This morning my sweetie and I left home for a long weekend with his parents/my in-laws. (And for those who might be wondering, spending time with my sweetie’s parents [and family in general] is a good thing. We all get along; indeed, we all really like each other.) The drive from our house to theirs takes about 3 hours (give or take); and during the trip one of the many things my sweetie and I typically do is listen to music.
Today we spent the first half of the trip listening to the radio. The oldies station. And it was actually quite fascinating: during those 90 minutes, as I listened to a variety of songs so familiar to me, I was reminded of many memories associated with each one.
“Cecelia” by Simon and Garfunkel reminded me of my dad, and Sunday mornings. “Help” by the Beatles took me back to the days of delivering newspapers as an adolescent. “Jack and Diane” by John (Cougar) Mellencamp found me in the middle of my college campus. “So Far Away” by Carole King brought to mind both the red hills of Georgia, and my first years living on my own as a bonafide adult. As the songs kept coming, the memories kept appearing; and past stories, long forgotten, were suddenly in my mind’s eye, vivid and bright.
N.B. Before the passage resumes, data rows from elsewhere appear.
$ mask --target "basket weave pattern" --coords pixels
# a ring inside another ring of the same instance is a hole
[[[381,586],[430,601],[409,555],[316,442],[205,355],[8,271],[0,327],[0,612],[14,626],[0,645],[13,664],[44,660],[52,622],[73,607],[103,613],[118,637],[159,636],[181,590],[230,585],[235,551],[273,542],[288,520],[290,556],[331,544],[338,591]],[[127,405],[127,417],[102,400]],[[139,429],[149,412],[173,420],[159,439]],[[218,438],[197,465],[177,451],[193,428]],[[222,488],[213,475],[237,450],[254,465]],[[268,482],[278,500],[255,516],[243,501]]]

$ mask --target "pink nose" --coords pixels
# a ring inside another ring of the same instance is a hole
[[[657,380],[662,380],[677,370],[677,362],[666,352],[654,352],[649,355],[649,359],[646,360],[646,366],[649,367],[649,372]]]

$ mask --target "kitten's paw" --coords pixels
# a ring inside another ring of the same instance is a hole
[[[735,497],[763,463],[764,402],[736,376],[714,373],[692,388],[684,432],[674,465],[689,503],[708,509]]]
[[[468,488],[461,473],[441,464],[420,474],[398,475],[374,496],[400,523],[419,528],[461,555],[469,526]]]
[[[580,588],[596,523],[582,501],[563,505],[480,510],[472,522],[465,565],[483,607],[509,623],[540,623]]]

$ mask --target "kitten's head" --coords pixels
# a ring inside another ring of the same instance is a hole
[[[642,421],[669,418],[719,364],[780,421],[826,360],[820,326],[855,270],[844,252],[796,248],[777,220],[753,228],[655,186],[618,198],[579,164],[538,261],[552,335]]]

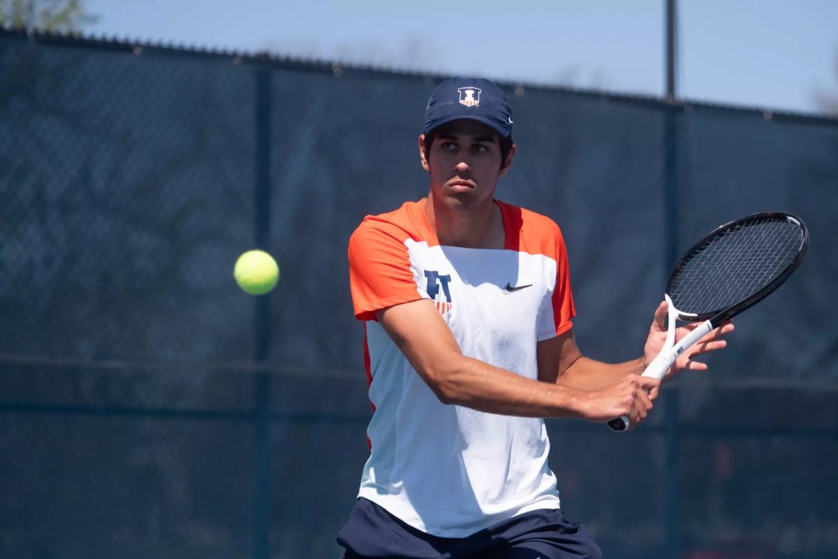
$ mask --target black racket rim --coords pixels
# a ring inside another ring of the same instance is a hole
[[[750,215],[745,215],[733,220],[732,221],[728,221],[722,225],[719,225],[710,233],[704,236],[701,241],[696,242],[688,251],[686,251],[684,253],[684,256],[678,260],[678,263],[675,264],[675,267],[672,268],[672,272],[670,273],[670,278],[666,282],[667,293],[670,291],[670,288],[672,286],[672,282],[675,280],[675,275],[678,274],[685,263],[689,261],[688,256],[691,256],[703,249],[711,239],[718,236],[718,235],[722,231],[733,229],[737,225],[747,223],[748,221],[756,221],[758,220],[764,219],[789,219],[797,222],[800,225],[800,230],[803,232],[803,241],[800,243],[800,248],[798,251],[797,256],[794,256],[794,259],[792,260],[792,261],[790,261],[789,265],[786,266],[786,267],[784,268],[783,271],[780,272],[768,283],[765,284],[758,291],[753,292],[742,301],[729,307],[719,308],[708,313],[703,313],[701,314],[679,314],[679,318],[685,322],[702,322],[704,320],[711,319],[714,327],[718,326],[720,323],[739,314],[745,309],[753,307],[770,295],[772,292],[780,287],[780,285],[782,285],[783,282],[789,278],[789,276],[790,276],[791,273],[794,272],[799,266],[800,266],[800,262],[803,261],[803,257],[806,256],[806,251],[809,249],[809,229],[806,227],[806,224],[804,223],[803,220],[794,214],[789,214],[784,211],[763,211],[757,214],[751,214]],[[678,310],[680,311],[680,309]]]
In those 90 minutes, I was taken on a rather thorough trip through my past. As we approached my in-laws home and I transitioned to the present, the overriding emotions I felt were happiness, and gratitude. I’ve had such an amazing life; I have always been surrounded by loving family, caring friends, heck, even thoughtful strangers! I’ve been wildly lucky in so many facets of my existence. Life was – and is – so very, very good.